Dear communications professionals: Do you love your job?
Feel fulfilled by it?
Jump out of bed every morning just burning to spend your day cajoling editors, smiling at that manager who never pronounces your name correctly, and writing just one more news release on your client’s latest widget?
Come on, do you?
Are You Happy Right Now?
A recent Gallup Poll of 5.4 million working adults found that more than half of Americans hate their jobs.
Communications professionals, those of us who toil in the marketing and PR fields, are not immune.
A June 2013 study by the iOpener Institute for People & Performance, revealed that although communications professionals are highly productive with a respectable measurement of “time spent on task” score of 61 percent, we’re not very happy about it.
Our “time spent happy” earned a sad score of just 39 percent.
For communications professionals, it seems that where you work adds more to the happiness index than what kind of PR you practice.

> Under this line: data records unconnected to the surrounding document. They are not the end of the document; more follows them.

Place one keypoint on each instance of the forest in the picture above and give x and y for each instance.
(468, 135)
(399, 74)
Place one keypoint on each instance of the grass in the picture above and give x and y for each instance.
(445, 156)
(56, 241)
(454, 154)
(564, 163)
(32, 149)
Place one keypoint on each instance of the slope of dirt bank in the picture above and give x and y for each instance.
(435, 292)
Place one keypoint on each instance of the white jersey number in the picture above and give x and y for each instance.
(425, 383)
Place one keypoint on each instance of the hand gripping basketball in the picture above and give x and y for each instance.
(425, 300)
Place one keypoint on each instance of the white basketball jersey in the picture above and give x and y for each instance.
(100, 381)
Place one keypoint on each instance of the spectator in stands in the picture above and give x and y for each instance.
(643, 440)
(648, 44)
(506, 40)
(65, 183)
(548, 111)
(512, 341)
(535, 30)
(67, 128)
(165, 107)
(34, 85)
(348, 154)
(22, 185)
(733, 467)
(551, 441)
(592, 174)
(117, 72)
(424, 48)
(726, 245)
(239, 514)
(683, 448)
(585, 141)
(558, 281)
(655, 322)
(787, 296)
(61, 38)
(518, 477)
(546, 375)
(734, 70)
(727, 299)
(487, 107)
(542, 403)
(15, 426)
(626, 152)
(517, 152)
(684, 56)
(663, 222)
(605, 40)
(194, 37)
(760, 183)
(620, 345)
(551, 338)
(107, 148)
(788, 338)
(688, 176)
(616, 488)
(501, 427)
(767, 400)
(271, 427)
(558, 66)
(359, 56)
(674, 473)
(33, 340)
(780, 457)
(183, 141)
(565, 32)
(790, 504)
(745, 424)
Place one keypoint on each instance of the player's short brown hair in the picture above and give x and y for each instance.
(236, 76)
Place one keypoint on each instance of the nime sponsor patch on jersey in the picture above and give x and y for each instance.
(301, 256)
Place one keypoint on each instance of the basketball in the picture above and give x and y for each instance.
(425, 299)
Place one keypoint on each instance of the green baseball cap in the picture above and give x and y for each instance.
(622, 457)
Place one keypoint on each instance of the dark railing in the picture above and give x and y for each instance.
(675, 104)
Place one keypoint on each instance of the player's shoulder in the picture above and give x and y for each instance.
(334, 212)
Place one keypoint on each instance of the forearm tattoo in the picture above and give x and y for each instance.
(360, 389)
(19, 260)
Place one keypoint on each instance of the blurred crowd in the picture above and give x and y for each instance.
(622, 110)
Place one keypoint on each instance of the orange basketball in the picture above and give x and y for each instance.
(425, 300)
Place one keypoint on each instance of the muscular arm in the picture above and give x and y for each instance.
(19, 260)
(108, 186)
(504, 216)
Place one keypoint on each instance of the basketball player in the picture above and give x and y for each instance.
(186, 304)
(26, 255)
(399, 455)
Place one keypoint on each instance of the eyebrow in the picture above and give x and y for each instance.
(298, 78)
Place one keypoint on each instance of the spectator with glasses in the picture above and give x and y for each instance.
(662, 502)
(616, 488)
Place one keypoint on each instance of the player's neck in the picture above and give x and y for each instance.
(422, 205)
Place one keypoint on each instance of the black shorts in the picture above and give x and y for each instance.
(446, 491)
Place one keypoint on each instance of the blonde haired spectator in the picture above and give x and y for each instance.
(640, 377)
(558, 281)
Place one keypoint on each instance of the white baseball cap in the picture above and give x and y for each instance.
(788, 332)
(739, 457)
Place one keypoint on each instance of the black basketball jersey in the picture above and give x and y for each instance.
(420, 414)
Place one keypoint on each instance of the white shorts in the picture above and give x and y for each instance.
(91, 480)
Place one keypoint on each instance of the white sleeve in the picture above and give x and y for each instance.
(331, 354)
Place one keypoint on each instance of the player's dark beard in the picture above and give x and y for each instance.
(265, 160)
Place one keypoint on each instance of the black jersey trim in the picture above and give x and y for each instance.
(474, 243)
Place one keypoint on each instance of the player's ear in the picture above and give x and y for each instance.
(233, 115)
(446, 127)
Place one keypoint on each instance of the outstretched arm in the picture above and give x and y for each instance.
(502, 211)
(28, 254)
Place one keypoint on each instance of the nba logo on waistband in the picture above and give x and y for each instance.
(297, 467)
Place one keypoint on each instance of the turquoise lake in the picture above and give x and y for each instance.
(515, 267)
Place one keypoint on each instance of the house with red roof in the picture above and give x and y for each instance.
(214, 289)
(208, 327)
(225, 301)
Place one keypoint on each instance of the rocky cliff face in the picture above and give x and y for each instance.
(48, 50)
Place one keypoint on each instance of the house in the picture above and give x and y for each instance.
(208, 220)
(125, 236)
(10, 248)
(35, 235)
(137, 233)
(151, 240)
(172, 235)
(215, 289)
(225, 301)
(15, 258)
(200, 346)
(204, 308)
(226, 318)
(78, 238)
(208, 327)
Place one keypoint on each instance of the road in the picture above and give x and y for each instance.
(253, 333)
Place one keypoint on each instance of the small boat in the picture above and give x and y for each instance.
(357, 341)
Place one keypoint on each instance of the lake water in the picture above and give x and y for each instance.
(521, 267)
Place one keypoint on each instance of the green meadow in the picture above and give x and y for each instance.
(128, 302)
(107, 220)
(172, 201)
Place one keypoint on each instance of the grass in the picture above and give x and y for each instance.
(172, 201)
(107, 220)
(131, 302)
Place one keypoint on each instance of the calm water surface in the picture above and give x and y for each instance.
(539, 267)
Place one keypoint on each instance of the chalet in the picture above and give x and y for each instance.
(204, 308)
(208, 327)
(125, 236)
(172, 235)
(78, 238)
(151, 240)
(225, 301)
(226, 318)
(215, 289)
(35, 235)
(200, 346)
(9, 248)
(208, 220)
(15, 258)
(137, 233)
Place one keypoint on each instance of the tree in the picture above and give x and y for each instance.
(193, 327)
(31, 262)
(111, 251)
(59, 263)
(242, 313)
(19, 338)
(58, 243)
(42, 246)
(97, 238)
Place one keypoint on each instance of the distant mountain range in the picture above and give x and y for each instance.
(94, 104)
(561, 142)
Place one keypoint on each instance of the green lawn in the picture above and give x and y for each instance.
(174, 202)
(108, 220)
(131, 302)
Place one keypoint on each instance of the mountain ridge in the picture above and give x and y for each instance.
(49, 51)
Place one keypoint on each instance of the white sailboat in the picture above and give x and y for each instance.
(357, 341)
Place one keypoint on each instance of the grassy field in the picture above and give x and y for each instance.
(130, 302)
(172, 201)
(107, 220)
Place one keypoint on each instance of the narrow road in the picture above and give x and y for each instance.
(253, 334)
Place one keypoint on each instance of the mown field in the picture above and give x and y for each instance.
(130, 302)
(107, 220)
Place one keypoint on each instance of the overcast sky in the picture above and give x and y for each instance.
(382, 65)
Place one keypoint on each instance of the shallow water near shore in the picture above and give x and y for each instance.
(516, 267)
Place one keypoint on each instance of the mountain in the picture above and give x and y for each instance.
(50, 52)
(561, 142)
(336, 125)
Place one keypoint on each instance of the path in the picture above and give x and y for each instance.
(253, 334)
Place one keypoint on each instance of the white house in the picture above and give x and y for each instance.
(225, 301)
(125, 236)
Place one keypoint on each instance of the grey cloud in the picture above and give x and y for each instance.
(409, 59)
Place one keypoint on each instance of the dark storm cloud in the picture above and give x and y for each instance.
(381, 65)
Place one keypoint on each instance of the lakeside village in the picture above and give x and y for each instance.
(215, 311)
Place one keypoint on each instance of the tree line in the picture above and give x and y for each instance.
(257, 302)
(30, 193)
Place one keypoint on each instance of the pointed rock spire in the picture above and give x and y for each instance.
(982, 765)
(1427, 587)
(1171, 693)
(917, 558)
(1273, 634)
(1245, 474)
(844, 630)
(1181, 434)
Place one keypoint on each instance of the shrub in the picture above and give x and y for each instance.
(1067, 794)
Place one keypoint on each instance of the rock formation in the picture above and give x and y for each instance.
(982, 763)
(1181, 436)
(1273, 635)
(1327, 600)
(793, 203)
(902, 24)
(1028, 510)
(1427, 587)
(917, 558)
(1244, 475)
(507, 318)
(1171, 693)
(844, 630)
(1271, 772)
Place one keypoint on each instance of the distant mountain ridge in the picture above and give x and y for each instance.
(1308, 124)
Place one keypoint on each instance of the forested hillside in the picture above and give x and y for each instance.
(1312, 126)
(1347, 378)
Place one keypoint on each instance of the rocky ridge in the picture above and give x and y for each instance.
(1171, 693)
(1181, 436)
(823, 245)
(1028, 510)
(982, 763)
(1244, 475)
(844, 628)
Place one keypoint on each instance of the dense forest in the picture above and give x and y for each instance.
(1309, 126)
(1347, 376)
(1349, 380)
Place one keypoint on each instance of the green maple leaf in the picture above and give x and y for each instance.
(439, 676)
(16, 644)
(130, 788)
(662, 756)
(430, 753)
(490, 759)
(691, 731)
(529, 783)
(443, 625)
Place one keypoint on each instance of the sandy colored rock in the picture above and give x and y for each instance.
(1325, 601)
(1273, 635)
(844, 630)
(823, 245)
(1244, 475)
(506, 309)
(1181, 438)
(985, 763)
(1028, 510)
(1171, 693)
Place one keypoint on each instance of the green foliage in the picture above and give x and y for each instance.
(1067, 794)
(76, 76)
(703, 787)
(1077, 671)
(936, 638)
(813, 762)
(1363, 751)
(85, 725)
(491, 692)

Independent Communications Professionals are More Happy
A 2013 poll by the Independent Public Relations Alliance (IPRA), a section of the Public Relations Society of America’s National Capital Chapter, showed that 88 percent of independent communications professionals reported being “extremely happy” or “happy” with their status as indies.
More than 90 percent said working independently had a “somewhat positive” or “very positive” effect on their quality of life.
Respondents said flexible hours, and the ability to choose clients, were the top two benefits of being an independent practitioner.
It seems communications professionals value the freedom found in working independently over the guarantee of a weekly paycheck.
Given the opportunity to leave independent work, 73 percent reported they were not likely to rejoin the ranks of salaried employees.
Short of quitting your corporate gig to open up your own shop, what can you do to increase your happiness level?
Rather than looking to outside sources to find a bit more happiness in your life (such as earning a promotion, landing a new client, or winning the lottery so you can ditch the day job), I recommend five steps you can take now to promote happiness for yourself in your own daily life.
1. Stop Beating Yourself Up
You write messaging for other people all day long.
For this exercise, I want you to listen to your own self talk. You know, that little voice in your head?
If every thought, every story you tell yourself is negative, you’ve already defeated yourself before you attempt the next task or try something new.
The next time you hear that voice in your head say you’re not good enough, not smart enough, too tired, or too old to attempt something, STOP.
Realize not every random thought you have is true.
By taking time to pause and evaluate the content of your own self talk, you give yourself the chance to change the story.
2. Take Time for Yourself
In a stressful world of client management, deadlines, and constant connectivity through smart phones and social media, you may never have a moment to yourself.
Try keeping a journal to record your thoughts each night, or learn how to meditate, in order to give yourself some quiet time.
3. Find Your Purpose
Everyone has something about them that’s special.
I call that unique element Your Avocado.
I truly believe the key to a happy life is to find Your Avocado, and express it in the world, through your work, a hobby, or by volunteering.
Happiness begins when you spend time doing what you are born to do, whether a paycheck is attached to it or not.
4. Make a Plan
Once you find Your Avocado, don’t get discouraged if it requires a large commitment such as moving across country, changing careers, or going back to school.
I suggest breaking down big changes into small, manageable bites that can be accomplished in: A week, a month, three months, six months, a year, three years, and five years, if necessary.
When you tackle a change piece by piece, it’s not as daunting.
5. Take Action
Once you’ve found Your Avocado, and have made a plan to accomplish your goals, leaving it on paper isn’t enough.
You have to go out and do it.
I don’t recommend you become reckless, but I do encourage you to take a risk.
Nothing worthwhile will happen if you don’t give it a shot.
Once you commit to the process, just watch how happy your life can become.
And that’s true for everyone, not just communications professionals.